Facilities managers need to budget effectively and prepare for any unforeseen expenditures, says Karl Cundill.
Planned preventative maintenance (PPM) is essential to mitigate any unforeseen replacements of expensive assets while also safeguarding against operational disruptions.
However, PPM requires a whole-life approach to not only give operational continuity and peace of mind, but also extended asset lifespan. There are five steps to implementing PPM:
1. Know and understand your assets
This goes beyond simply knowing there is a fire or security system within the building; it’s about knowing when it was installed, when it was last checked and serviced, or if it complies with statutory standards. It also ncludes knowing what assets you’ve got and their location, putting an asset data register in place and ensuring said register is kept up to date.
2. Establish a PPM schedule – and make sure you execute it
Clarity on the service regime of each asset is essential. It’s then about ensuring the schedule is executed. Typically, this falls to either the in-house team or is outsourced to specialist suppliers. Although many think keeping services in-house is more affordable, this isn’t always the case.
The best approach is to consider the skills and capabilities held in-house and whether there are any suitably qualified in-house team members who have the capability to manage the tasks. However, if there is a lack of skills in-house, outsource it to the experts who know what they are doing and use the in-house team on tasks they can do – and do well.
3. Tailor specifications and standards
We often speak to facilities managers who are guided by the general maintenance standards for an asset as opposed to tailoring these standards to reflect the environment. For example, if standards outline an asset needs servicing annually, that is the minimum requirement.
However, an asset used more than the average amount would benefit from a greater frequency and level of servicing. Taking a tailored approach to specifications and standards is key.
4. Create a forward maintenance register
Having established the current condition and, therefore, what residual life is left, the forward maintenance register (FMR) can be created. This captures the remaining service life of each asset. An FMR could initially span five years and detail the maintenance required over this period. Or it could be developed further into a life cycle programme covering a 10, 15, or 20-year period.
5. Manage the life cycle programme
Developing a whole-life approach with a clearly identified life cycle replacement programme allows for timely budgeting of the capital renewal and replacement of assets at agreed intervals within the duration of the programme. In addition, you actively manage the life cycle programme to suit your establishment. For example, in a school or college setting time the replacement of assets during the summer holidays when facilities aren’t in use.

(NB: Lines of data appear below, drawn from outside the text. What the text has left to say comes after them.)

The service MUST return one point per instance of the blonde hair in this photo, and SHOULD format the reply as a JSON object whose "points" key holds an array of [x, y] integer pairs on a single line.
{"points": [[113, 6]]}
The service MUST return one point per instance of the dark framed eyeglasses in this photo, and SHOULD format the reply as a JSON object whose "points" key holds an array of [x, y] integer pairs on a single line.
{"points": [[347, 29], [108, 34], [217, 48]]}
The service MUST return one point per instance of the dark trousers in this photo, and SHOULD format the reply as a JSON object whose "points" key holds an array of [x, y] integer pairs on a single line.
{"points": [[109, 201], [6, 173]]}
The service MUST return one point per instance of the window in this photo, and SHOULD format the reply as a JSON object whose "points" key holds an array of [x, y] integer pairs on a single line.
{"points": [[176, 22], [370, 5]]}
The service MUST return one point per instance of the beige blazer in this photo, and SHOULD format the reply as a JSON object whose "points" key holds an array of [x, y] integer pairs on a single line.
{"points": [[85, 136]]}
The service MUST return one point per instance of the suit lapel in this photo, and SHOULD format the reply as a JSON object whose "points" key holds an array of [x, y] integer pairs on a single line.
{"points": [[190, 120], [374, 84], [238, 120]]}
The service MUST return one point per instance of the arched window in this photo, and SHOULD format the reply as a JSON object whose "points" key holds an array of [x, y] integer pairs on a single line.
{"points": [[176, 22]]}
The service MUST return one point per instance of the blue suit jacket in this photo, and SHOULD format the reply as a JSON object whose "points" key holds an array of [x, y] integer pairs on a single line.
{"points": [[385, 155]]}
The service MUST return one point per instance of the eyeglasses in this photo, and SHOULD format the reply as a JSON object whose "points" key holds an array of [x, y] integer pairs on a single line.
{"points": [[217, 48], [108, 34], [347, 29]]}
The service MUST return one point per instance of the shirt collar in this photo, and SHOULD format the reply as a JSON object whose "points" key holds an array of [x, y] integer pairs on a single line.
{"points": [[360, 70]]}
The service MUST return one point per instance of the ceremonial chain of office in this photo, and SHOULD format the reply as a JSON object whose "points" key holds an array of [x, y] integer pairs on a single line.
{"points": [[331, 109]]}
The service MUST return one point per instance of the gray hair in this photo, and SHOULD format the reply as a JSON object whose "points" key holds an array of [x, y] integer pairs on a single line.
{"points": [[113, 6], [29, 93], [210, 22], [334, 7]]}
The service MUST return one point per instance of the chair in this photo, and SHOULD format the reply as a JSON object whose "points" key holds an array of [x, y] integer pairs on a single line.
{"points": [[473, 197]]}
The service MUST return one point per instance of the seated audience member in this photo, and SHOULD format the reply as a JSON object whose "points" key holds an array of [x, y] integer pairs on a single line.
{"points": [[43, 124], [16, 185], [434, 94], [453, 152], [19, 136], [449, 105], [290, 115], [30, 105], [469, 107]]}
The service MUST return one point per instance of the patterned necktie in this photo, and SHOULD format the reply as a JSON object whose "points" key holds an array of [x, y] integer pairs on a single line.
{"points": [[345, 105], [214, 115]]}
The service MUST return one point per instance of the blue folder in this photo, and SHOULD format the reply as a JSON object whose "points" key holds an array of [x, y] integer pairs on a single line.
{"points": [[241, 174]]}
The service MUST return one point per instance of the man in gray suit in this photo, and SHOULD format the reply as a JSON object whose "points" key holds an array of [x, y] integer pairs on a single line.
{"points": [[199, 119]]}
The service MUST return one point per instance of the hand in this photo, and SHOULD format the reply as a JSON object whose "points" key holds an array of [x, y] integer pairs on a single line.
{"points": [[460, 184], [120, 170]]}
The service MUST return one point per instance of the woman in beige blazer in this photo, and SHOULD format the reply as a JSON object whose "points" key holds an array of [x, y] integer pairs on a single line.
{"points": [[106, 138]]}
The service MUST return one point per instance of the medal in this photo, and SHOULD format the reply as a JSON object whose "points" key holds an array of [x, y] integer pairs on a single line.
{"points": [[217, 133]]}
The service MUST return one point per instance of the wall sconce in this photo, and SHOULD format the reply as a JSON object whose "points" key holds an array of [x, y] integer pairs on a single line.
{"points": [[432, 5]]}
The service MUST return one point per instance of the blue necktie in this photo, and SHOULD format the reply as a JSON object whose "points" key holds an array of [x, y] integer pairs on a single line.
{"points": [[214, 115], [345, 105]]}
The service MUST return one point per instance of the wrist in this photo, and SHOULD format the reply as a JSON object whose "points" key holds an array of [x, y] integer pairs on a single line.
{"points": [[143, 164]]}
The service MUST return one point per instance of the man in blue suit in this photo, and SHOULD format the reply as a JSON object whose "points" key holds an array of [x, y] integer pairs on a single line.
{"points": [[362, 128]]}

Alternatively, the programme can be timed to coincide with budget – for example, the start or end of a financial year. As long asis a clear structured programme is in place, which is managed on a continual basis, the assets will take care of themselves.
Remember: The time and cost to repair equipment that fails out of the blue is three to five times more expensive than the cost of making a planned repair of the same equipment prior to failure. Managing assets is key and saves significant sums of money.